自分の玩具を勝手に遊ばれて怒っている幼児、いや、フォークスは、その仕返し計画に燃え出した。
よく眠ったおかげなのか、元気がいい。
そんな彼の、玩具発言にドッと疲れを感じた僕は、彼を横目にそっとため息をついた。
▽▲
フォークスの本日初めての食事は夕食であった。一人分の食事の支度を済ませたネリーがフォークスの姿を発見し、嫌味を含めて言い放った。
「あら? フォークス様、戻っていらっしゃったの?」
僕が前もって話しておいたので、彼女はそのこと知っていたはずなのだが、昨日の朝食の事を思い出して、嫌味の一つくらい言いたくなったのだろう。
だが、すぐにもう一人分の用意をしてくれる。
「どこに行っていらしたんですか?」
フォークスのグラスに葡萄酒を注ぎながら、ネリーは尋ねた。
「それを君が聞いてどうするんだい? 主にでも報告するかい?」
「マルキード様は……」
「彼じゃない。

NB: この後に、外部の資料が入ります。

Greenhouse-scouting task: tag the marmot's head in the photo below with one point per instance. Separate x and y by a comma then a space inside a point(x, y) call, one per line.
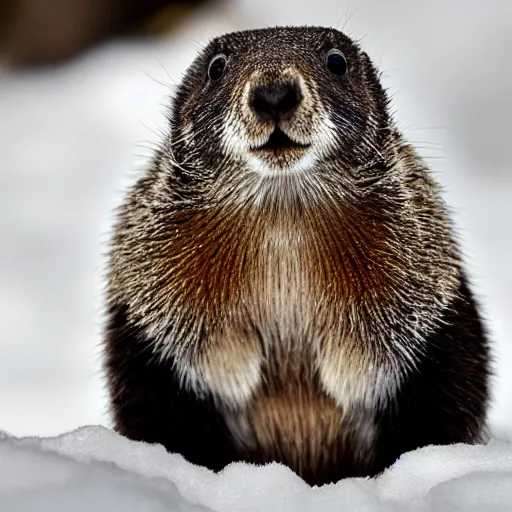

本当の君の主だよ」
一瞬顔色を失ったネリーにフォークスはクスクス笑う。
「ご存じだったんですか?」
「いや、今、分かった」
「カマかけたんですね」
怒ったような、呆れたような表情をするネリー。僕は二人に会話に付いていけず、交互に彼らの顔を見た。
「いったい、なんのことだい?」
「何? 大したことではないよ」
フォークスは僕に向き直り、笑う。
「アルが僕に会いに来ないわけだってことさ」
「え?」
「よくもまあ、遠く離れたところにいるこの僕を、あの彼がこうも放っておけるものだと感心していたんだけどね。実はそうじゃなかったんだ」
「はぁ?」
「つまり、ネリーの本当の主はアルなんだ」
「はぁ!」
「アルは彼女に、僕たちの監視を命じたのさ。わざわざ数ヶ月前からこの屋敷に潜入させておいてね」
「監視だなんて、そんな大げさですよ。ただ見守っていろと言われています」
「逐一、行動を報告してか? それに、君だろ? リリアーヌに余計なことを吹き込んだのは。―ーアルも前もって吹き込んでいたのだろうけど、君が、予告状が届いてすぐあの御夫人に『都合良く探偵が屋敷に滞在しているから依頼してみたらどうだろう』とかなんとか言っただろう」
フォークスの言葉にネリーはただ笑った。それを肯定と見て、彼は仰々しくため息をつく。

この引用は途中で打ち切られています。